コロキアムB発表

日時: 9月20日（水）2限目（11:00-12:30）

会場: L1

司会: 北野和哉

WANG SHUYUAN	D, 中間発表	ロボットラーニング	松原　崇充, 池田　和司, 佐々木　光
title: Multimodal behavior cloning by overlapping mixture non-Gaussian Gaussian process abstract: This work proposes a novel method called non-Gaussian overlapping mixtures of Gaussian processes (NGOMGP) to learn a complex policy model for real-world robotics tasks with reasonable data size. NGOMGP models complex distribution with the multimodal regression model, sparse overlapping mixtures of Gaussian processes (SPOMGP), and distribution transformation by the neural ordinary differential equations (neural-ODE). We apply NGOMGP to learn the control policy for the robot task by imitation learning. Moreover, we investigate the influence of the hyperparameters of NGOMGP on the computation time and performance of the policy. The performance of the proposed method is tested by two simulations. language of the presentation: English

照岡　肇	M, 2回目発表	ロボットラーニング	松原　崇充, 池田　和司, 鶴峯　義久, 花田　研太
title: Multi-task reinforcement learning following linear temporal logic with task regressions abstract:In existing research on reinforcement learning (RL) using linear temporal logic (LTL), there is a constraint that LTL must progress its formula when the most recent task has finished to preserve the property of the reward function based on the most recent state and action only. Consequently, it has become challenging to complete tasks in environments where unexpected disturbances could occur. We propose a method that uses RL to train a policy for optimal LTL regression and a policy that follows LTL together . Our results indicate that the proposed method outperforms existing research in environments with unexpected disturbances. 発表題目:タスクの後退を考慮した線形時相論理に従うマルチタスク強化学習の提案発表概要: モバイルマニピュレータによる片付け作業において，移動しながらの把持行動を導入することで効率性の改善が期待される。従来，多様時相論理（LTL）を用いた強化学習では, 既存の研究でマルコフ性を保持するためにLTLは常にタスクの進行を続ける制約が存在していた. その結果, 予期せぬ外乱が発生するような環境ではタスクの完全な達成が困難という課題があった. 本研究では, 強化学習を用いて適切なLTLのやり直しを行う方策とLTLに従った方策を同時に学習させる手法を提案する.

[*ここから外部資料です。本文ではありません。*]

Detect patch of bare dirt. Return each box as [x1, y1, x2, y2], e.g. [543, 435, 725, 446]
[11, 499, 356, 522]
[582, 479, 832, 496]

西浦　直哉	M, 2回目発表	ロボットラーニング	松原　崇充, 安本　慶一, 鶴峯　義久, 佐々木　光
title: Robust Adversarial Reinforcement Learning for Teleoperation of Quadruped Robot abstract: There are increasing expectations for the use of quadruped robots for tasks that require the use of their legs. Teleoperation using human's high cognitive ability is a promising approach to realize flexible leg work, but it is a problem because it requires posture stabilization of the quadruped robot for the work at the same time. In this study, we propose anrobust adversarial reinforcement learning for teleoperation, in which the posture stabilization policy is considered the protagonist and the teleoperation behavior is considered the adversary. Specifically, the leg subject to teleoperation is learned as an adversarial agent against the posture stabilization. For that adversarial policy, we introduce an additional reward to adapt it to the teleoperation. As a validation, we conducted learning experiments with multiple patterns of Gaussian noise injected into the ideal trajectory and compared the performance with that of robust adversarial reinforcement learning. language of the presentation: Japanese 発表題目: 四足歩行ロボットのテレオペレーションのための敵対的ロバスト強化学習発表概要: 四足歩行ロボットの活用として,脚を用いた作業に対する期待が高まっている.人の高い認知能力を利用するテレオペレーションは柔軟な脚作業を実現する上で有望なアプローチであるが,作業に伴う四足歩行ロボットの姿勢安定化が同時に必要になる点が問題である.本研究では,姿勢安定化方策を主人公とし,遠隔操作行動を敵対者とみなし,テレオペレーションのための敵対的ロバスト強化学習を提案する.具体的には,遠隔操作の対象となる脚を,姿勢安定化に対する敵対的なエージェントとして学習する.また,その敵対的方策に対して,遠隔動作に適応させる報酬を追加で導入する.検証として,理想軌道にガウスノイズを注入した複数パターンの学習実験を行い,敵対的ロバスト強化学習との性能比較を行った.